Klein points out that while there is not a lot of mercy in the “oppo dumps”, there can be a lot of page views or points in the polls in them. He also suggests Washington, instead of concentrating on the pope’s words about gays, needs instead to think about the fact that “this is a town where forgiveness is cheap but forgetting is rarely available at any price”.
It is interesting on at least two levels: first, the implications of living in a world where indiscretions or mistakes can never truly be forgotten; and, second, that the pope has the ability to generate this kind of reflection in an American policy wonk.
The internet has enormous power. I am not talking about the highly disturbing instance of say, a politician who persists in posting obscene images while trying to resurrect his political career, but the kind of tactics routinely employed now even in our own presidential election, where a tweet was enough to start a cascade that derailed a candidate.
Viciousness
I don't think Klein has it quite right when he says forgiveness is cheap, however. Forgiveness has become an ever rarer commodity, and the sheer viciousness of much online commentary must have had an influence on that.
Again, verbal attacks are not particularly new. The Atlantic published a piece called "When Lincoln was an idiot" in May, which pointed out that Abraham Lincoln as president was subjected to constant abuse from both north and south.

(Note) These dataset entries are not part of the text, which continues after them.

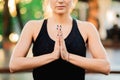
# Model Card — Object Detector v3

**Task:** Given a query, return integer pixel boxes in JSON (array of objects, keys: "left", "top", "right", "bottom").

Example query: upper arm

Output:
[
  {"left": 87, "top": 23, "right": 107, "bottom": 59},
  {"left": 12, "top": 21, "right": 33, "bottom": 57}
]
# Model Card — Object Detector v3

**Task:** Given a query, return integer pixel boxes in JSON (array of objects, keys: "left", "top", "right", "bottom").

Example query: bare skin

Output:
[{"left": 9, "top": 0, "right": 110, "bottom": 74}]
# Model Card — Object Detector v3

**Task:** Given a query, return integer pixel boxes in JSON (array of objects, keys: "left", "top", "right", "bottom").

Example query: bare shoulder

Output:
[
  {"left": 77, "top": 20, "right": 98, "bottom": 34},
  {"left": 24, "top": 20, "right": 43, "bottom": 29},
  {"left": 23, "top": 20, "right": 43, "bottom": 33}
]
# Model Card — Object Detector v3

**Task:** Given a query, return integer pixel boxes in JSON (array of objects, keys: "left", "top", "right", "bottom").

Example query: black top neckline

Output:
[{"left": 45, "top": 19, "right": 75, "bottom": 43}]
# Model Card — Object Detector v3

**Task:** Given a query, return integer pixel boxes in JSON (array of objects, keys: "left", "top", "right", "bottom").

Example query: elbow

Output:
[
  {"left": 103, "top": 62, "right": 111, "bottom": 75},
  {"left": 9, "top": 64, "right": 16, "bottom": 73},
  {"left": 9, "top": 62, "right": 17, "bottom": 73}
]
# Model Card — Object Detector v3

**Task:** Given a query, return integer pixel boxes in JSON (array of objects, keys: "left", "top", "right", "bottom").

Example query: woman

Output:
[{"left": 9, "top": 0, "right": 110, "bottom": 80}]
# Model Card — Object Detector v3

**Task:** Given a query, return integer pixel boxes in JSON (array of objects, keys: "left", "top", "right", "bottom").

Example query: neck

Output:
[{"left": 51, "top": 14, "right": 72, "bottom": 25}]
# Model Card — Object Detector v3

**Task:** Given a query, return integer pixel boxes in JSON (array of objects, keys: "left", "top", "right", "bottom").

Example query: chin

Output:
[{"left": 56, "top": 11, "right": 66, "bottom": 15}]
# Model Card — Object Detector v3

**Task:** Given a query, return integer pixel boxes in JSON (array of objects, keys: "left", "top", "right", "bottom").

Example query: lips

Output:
[{"left": 56, "top": 6, "right": 65, "bottom": 9}]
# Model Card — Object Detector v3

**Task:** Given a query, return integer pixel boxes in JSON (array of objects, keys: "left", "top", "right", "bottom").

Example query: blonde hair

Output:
[{"left": 43, "top": 0, "right": 78, "bottom": 18}]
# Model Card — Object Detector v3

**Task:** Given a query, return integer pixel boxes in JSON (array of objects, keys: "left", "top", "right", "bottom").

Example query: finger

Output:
[{"left": 55, "top": 26, "right": 60, "bottom": 49}]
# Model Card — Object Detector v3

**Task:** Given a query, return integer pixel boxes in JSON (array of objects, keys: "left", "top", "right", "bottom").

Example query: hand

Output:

In fact, northern newspapers had called for his assassination long before John Wilkes Booth pulled the trigger, which makes calling the president a “coward”, “yahoo”, “idiot” and “original gorilla” seem mild by comparison. (That was from the commanding general of his armies, George McClellan.)
Mark Bowden, author of the Atlantic piece, reflected on all the talking heads on television today, added the magnifying effect of a million comments on social media, and wondered would Lincoln have managed to achieve anything at all.
Which brings me back to Pope Francis. At the moment, he is getting a somewhat easy time from media, not, I suspect, because he is trying to impress them but simply because he is saying and doing what he believes.
In Rio de Janeiro, none of what he said could easily be pigeonholed as either right wing or left wing but it was an uncomfortable and challenging message.
He asked things such as whether, if the church is losing numbers, it is because it has lost touch with the radical nature of what Christ proposed?
Is it in danger of becoming an ideology, or a psychological comfort blanket, or an attempt to retreat to some imagined perfect church of the past?
How much do we really want to serve the poor?
There could be good reasons why the pope’s media honeymoon might end – if, for example, the expected reform of the curia does not happen.
More likely, though, will be a sudden swing in media opinion, a disappointment with the fact that he represents no radical break with Catholic tradition, but is simply better at communicating its implications.
If and when the honeymoon ends, the backlash may make his words on forgiveness and forgetting seem prescient indeed.